Considering the literature published so far on the subject of gastric cancer and multivisceral resection, we can conclude that:

  • - Gastric cancer is a global public health problem.

  • - Except for countries like Japan and South Korea, where there are effective programs to track gastric cancer, the disease is most often diagnosed in advanced stages.

  • - pT4b gastric tumors represent a challenge for the therapeutic team and, especially, for the surgical one.

  • - The correct staging of pT4b tumors is still limited by current radiological methods.

  • - Even during the surgical procedure, the distinction between desmoplastic reaction and actual invasion of the adjacent organ still poses a challenge.

  • - Surgery is the central pillar of gastric cancer treatment. In tumors pT4b, multiorganic resection represents the radical surgical treatment with curative intent.

  • - The pT4b tumors with invasion of the head of the pancreas seem to have a worse prognosis when compared to the invasion of other structures adjacent to the stomach.

  • - A judicious selection of patients is of paramount importance to achieve low morbimortality in multivisceral resection for gastric cancer.

  • - R0 surgery and the absence of lymph node metastasis (and possibly N1 status) are the main prognostic factors in multiorgan surgery for gastric cancer.

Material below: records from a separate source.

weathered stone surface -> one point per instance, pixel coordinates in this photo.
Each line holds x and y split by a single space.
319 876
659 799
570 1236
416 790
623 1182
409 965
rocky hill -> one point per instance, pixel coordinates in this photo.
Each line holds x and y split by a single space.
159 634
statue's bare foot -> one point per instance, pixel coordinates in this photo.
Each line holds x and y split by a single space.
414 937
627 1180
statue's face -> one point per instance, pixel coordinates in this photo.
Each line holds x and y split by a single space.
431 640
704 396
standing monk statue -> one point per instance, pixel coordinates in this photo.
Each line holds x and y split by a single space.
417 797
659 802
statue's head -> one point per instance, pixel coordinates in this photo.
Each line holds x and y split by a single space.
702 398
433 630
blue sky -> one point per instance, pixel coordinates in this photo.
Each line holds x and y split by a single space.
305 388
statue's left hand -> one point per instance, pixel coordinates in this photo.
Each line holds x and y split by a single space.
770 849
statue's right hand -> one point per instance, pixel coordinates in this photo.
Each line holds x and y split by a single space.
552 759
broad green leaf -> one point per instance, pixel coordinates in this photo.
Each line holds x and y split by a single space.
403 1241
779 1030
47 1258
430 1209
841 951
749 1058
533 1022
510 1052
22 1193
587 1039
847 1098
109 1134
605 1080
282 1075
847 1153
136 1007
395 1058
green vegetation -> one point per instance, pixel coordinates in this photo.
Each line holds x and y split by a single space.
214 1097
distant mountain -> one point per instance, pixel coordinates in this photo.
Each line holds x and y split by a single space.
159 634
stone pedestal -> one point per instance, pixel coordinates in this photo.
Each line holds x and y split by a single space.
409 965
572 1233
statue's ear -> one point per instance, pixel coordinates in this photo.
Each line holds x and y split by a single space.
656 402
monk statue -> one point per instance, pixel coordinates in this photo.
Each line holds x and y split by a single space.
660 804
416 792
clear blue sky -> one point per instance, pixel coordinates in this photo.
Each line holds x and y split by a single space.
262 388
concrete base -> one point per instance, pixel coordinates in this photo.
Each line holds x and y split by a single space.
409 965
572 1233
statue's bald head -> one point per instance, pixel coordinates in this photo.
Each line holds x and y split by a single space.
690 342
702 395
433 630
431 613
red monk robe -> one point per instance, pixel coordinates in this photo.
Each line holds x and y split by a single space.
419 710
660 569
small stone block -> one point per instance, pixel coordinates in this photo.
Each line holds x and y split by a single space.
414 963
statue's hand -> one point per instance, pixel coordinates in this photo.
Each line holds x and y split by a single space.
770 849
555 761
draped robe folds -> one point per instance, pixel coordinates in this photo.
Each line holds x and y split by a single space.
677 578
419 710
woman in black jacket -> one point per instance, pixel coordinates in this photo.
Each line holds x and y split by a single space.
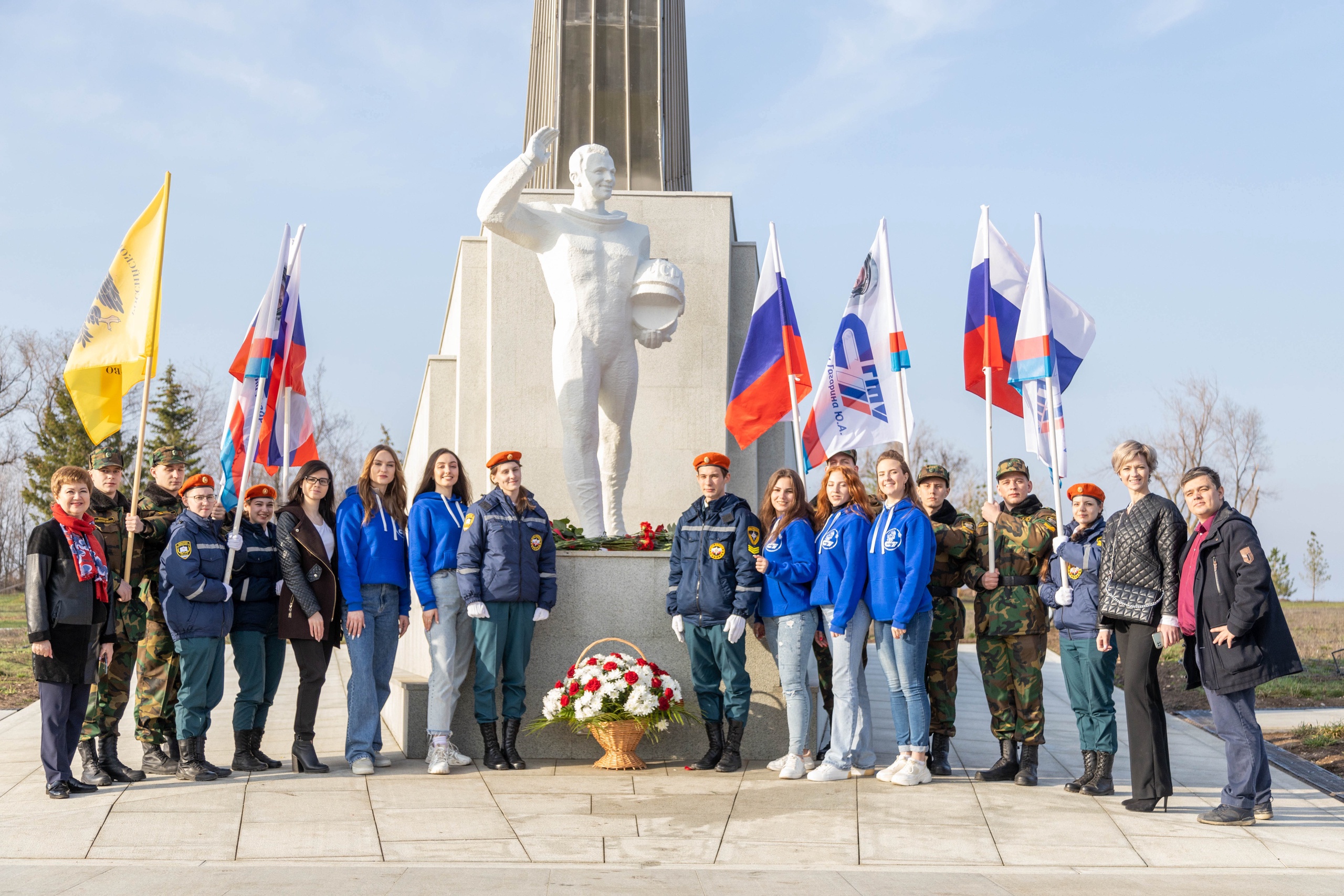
70 625
1140 573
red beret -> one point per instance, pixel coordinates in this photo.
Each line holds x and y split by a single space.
1086 488
198 481
505 457
713 458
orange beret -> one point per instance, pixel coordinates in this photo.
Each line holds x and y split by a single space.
711 458
503 457
1086 488
198 481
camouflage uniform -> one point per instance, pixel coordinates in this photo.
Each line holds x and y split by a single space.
956 542
158 666
109 703
1011 621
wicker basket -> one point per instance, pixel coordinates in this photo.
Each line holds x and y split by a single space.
618 739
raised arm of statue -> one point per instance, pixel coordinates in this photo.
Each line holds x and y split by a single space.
500 210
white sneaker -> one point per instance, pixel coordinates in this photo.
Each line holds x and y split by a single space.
438 763
915 773
826 772
885 775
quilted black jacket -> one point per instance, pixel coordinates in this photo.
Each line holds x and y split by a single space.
1141 547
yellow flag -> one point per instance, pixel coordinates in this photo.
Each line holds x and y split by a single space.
120 335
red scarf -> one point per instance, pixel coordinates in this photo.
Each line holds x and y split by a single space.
87 550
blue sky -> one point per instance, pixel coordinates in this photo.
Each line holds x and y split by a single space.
1184 156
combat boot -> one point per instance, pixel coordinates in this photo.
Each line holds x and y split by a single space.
190 766
93 773
156 762
939 765
714 731
109 762
1026 775
731 760
244 761
1007 765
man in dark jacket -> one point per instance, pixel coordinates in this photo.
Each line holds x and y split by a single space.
714 586
1235 638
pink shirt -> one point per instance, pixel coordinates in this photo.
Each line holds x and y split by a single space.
1186 593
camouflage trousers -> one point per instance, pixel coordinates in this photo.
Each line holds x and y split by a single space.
108 704
156 692
941 684
1011 671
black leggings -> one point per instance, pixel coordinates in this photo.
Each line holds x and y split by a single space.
312 659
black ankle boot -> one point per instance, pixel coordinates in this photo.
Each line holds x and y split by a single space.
714 730
1101 784
731 760
92 774
1089 770
191 767
156 762
1026 775
244 761
939 765
515 762
1007 765
303 758
109 762
495 757
255 749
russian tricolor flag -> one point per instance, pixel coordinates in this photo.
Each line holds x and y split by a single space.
772 355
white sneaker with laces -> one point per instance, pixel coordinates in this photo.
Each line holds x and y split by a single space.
826 772
915 773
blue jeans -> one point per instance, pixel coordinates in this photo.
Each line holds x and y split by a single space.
449 652
904 661
851 724
371 657
790 640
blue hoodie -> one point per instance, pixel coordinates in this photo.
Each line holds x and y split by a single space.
793 566
842 567
901 553
435 529
370 553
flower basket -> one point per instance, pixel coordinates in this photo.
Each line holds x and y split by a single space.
618 699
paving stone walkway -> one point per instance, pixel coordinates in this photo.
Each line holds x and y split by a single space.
561 813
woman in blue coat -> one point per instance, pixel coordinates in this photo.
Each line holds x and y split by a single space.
790 623
436 527
375 585
506 573
901 553
838 590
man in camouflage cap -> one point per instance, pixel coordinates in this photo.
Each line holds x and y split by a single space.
158 666
956 536
1011 621
111 510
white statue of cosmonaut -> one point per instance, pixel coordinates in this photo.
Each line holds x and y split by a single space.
608 293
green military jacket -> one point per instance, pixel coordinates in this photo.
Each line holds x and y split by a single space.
956 536
1023 539
109 515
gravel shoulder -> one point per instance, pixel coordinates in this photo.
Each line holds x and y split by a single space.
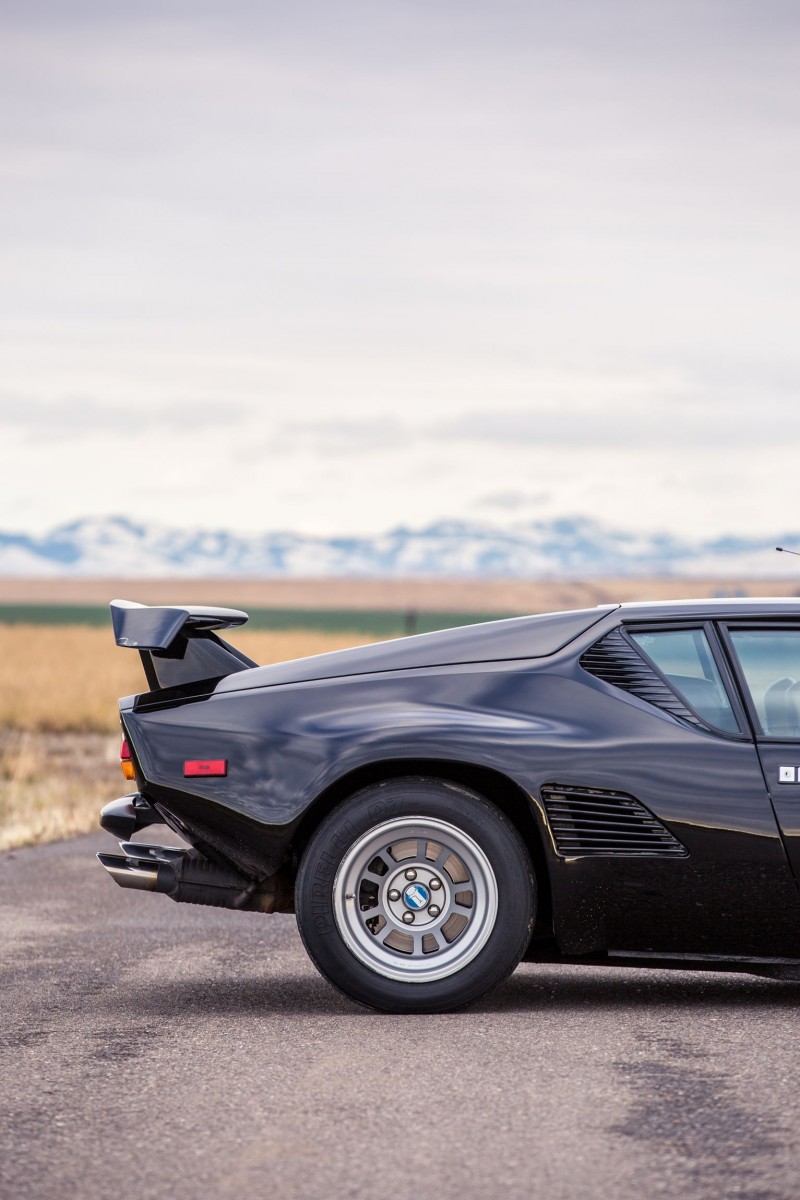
151 1048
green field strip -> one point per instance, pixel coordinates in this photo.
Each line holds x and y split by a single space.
376 622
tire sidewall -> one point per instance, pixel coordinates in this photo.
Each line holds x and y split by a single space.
420 798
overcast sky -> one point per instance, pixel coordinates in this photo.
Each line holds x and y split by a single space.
337 267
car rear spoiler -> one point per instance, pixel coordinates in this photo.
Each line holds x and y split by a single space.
178 643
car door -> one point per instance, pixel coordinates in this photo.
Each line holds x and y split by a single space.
733 893
767 658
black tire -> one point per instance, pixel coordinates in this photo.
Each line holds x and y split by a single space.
456 834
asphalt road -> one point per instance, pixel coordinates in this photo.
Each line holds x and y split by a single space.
160 1050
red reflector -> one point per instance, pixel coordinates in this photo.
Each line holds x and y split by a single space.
205 767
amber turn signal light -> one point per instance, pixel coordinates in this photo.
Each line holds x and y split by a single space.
125 760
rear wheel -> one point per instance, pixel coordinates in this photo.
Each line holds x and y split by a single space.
415 895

  • - Neoadjuvant therapies may contribute to the selection of patients who are candidates for multiorganic resection. Neoadjuvant and/or adjuvant therapies may improve oncologic outcomes when associated with multiorganic resection in gastric cancer.

  • - The literature aimed at patients with T4b gastric tumors consists essentially of retrospective studies. It would be very important to develop prospective, randomized studies to define the optimal therapeutic protocol for such patients.